If it is one thing I hate it is when someone tries to play me like a fool! In all my years I've never heard of a freaking pager that you press a freaking red button on that will initiate a helicopter coming to rescue you ESPECIALLY if you are NOT in the top 1 percent of the world's highest income. So now my sister is subject to being in the hurricane under the supervision of someone I feel is CLEARLY freaking delusional (a red button?????). So I am HOT!
This experience has placed me face to face with how I love. It is my love and concern for my family that caused me to care in the first place. I know I am right when I say to evacuate to higher ground (even if it is just going more north to an area that doesn't flood in Houston).
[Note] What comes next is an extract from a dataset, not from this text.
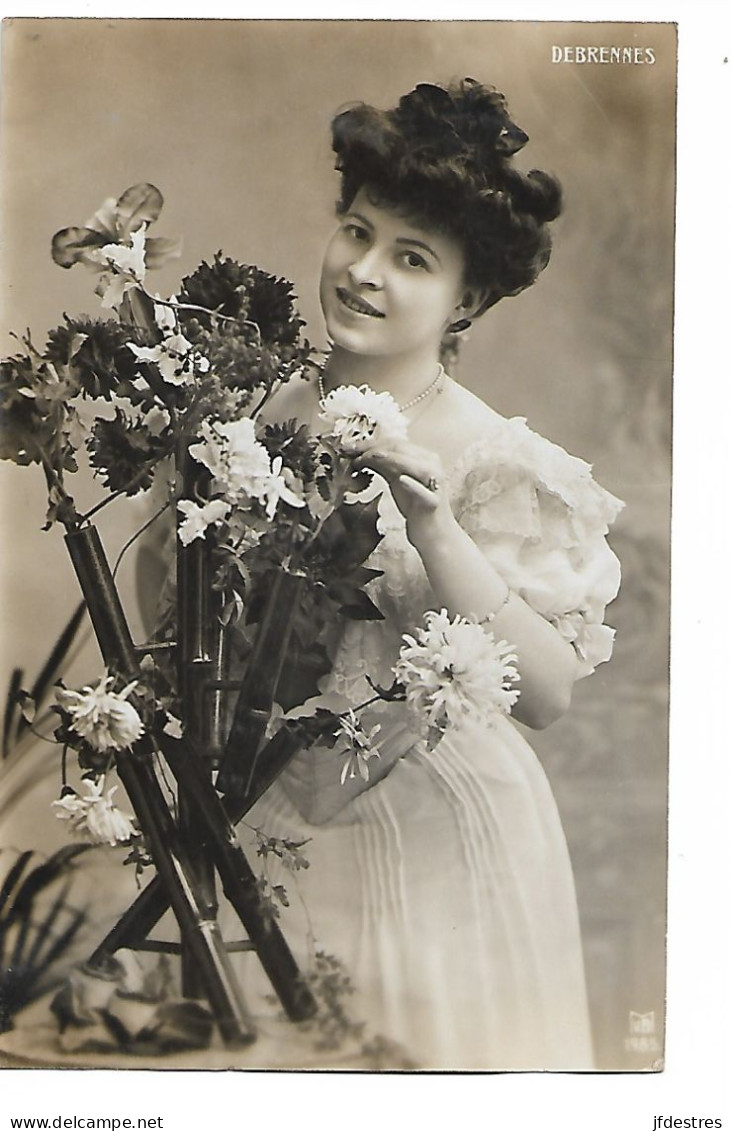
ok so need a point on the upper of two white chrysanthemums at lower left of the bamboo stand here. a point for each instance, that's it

BUT it is no longer about if I am right or wrong it is about why the heck would you subject young children (my aunt has a son) to the potential issues of hurricane force winds and rain? AND further why is my entire family believing this pager story?
I am BEYOND upset to the point where I can no longer even talk to them. I'm just over it ... but I'm not because this foolishness affects my heart. AND the fact that my sister has nightmares about rain because during a tropical storm the house flooded ...
I've officially checked myself - I recognize where my feelings are coming from and I clearly see my anger as a result of my feelings of not being heard and not having my opinion respected. How long will it be before they do a self check?
2 comments:
Girl! I SO feel you! My whole family is staying put because the authorities told them they should be fine....WHAT? They should be fine? Are they crazy?! Plus my aunt Gladys (who is in Houston) passed this morning. She had pneumonia and was 98 years old. I was really sad for my father but when we talked this morning, he said that she lived a great life and was ready to go. So, I had to just say a prayer for her and also pray for my other family in Houston. I'm praying for yours too. And your sanity to deal with them. Love ya :)
Wow. Now I get the "button" comment. That's a new one. Let's hope its no more than rain and not as windy as we think. All my 3rd Ward friends are staying in the Tre. I would at least be headed to the Northside. But, I guess you and I see things a little differently from the rest - what else is new? LOL!